"Wirtschaft knickt im Lauf des Jahres ein"
Verhaltene Konjunktur-Aussicht für 2005

Nach den Worten von Bundesbank-Präsident Axel Weber war im ersten Quartal 2005 die Wirtschaftsentwicklung in Deutschland erfolgreich, im Laufe des Jahres dürfte sie aber wieder an Schwung verlieren.

HB KÖLN. „Die Konjunktur in Deutschland ist durch globale Exportdynamik getrieben. Das erste Quartal dürfte sehr erfolgreich gelaufen sein, über den Rest des Jahres dürfte sich die wirtschaftliche Dynamik abschwächen“, sagte Weber am Mittwoch bei einem Vortrag an der Universität Köln. Die Bundesbank bleibe bei ihrer Wachstumsprognose von einem Prozent für dieses Jahr, in Rohdaten seien dies 0,8 %. Die Daten zum Bruttoinlandsprodukt im ersten Quartal werden am Donnerstag veröffentlicht. Analysten erwarten nach dem leichten Rückgang Ende 2004 im Schnitt ein Plus von 0,5 % zum Vorquartal, diese Zahl hatte auch Weber kürzlich genannt.

Das Problem der deutschen Wirtschaft sei die Schwäche der Binnennachfrage. Der Reformprozess führe zu steigenden Ersparnissen und dämpfe den Konsum. Die bereits niedrigen Zinsen behinderten die Investitionen nicht.

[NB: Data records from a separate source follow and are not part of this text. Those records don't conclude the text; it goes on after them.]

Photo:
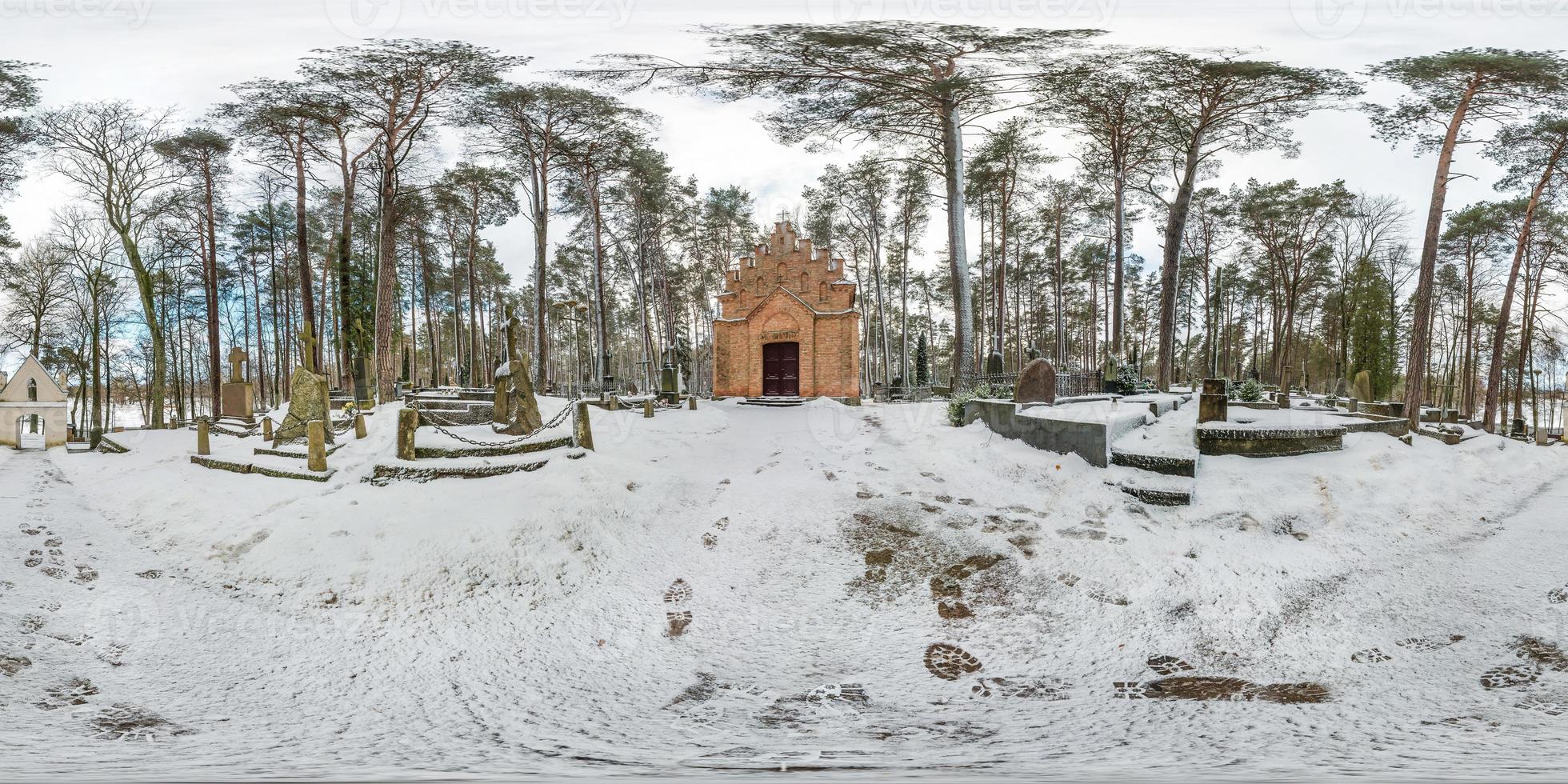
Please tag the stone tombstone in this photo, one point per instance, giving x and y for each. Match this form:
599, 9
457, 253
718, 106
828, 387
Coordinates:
308, 395
1363, 386
315, 446
235, 394
1213, 403
1037, 383
670, 380
406, 427
516, 410
582, 431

Um Investitionshemmnisse zu überwinden, brauchten die Unternehmen mehr Planungssicherheit. „Dann sehe ich auch langfristig Wachstumspotenzial in Deutschland“, sagte Weber.

Bundesbank-Vizepräsident Jürgen Stark zufolge dürfte Deutschland zudem in diesem und im nächsten Jahr wahrscheinlich die Defizitobergrenze des europäischen Stabilitätspakts erneut verfehlen. „2005 und 2006 ist ein erneutes Überschreiten des Drei-Prozent-Limits wahrscheinlich, zumindest ist die Einhaltung der Obergrenze nicht gesichert“, heißt es in einem Thesenpapier zu einer Rede, die Stark am Mittwochabend in Berlin hielt. Er bekräftigte die Position der Bundesbank, dass die öffentlichen Finanzen in Deutschland in einer Krise seien. Deutschland hatte die Defizitobergrenze von drei Prozent seines Bruttoinlandsprodukts in den vergangenen Jahren drei Mal in Folge verfehlt.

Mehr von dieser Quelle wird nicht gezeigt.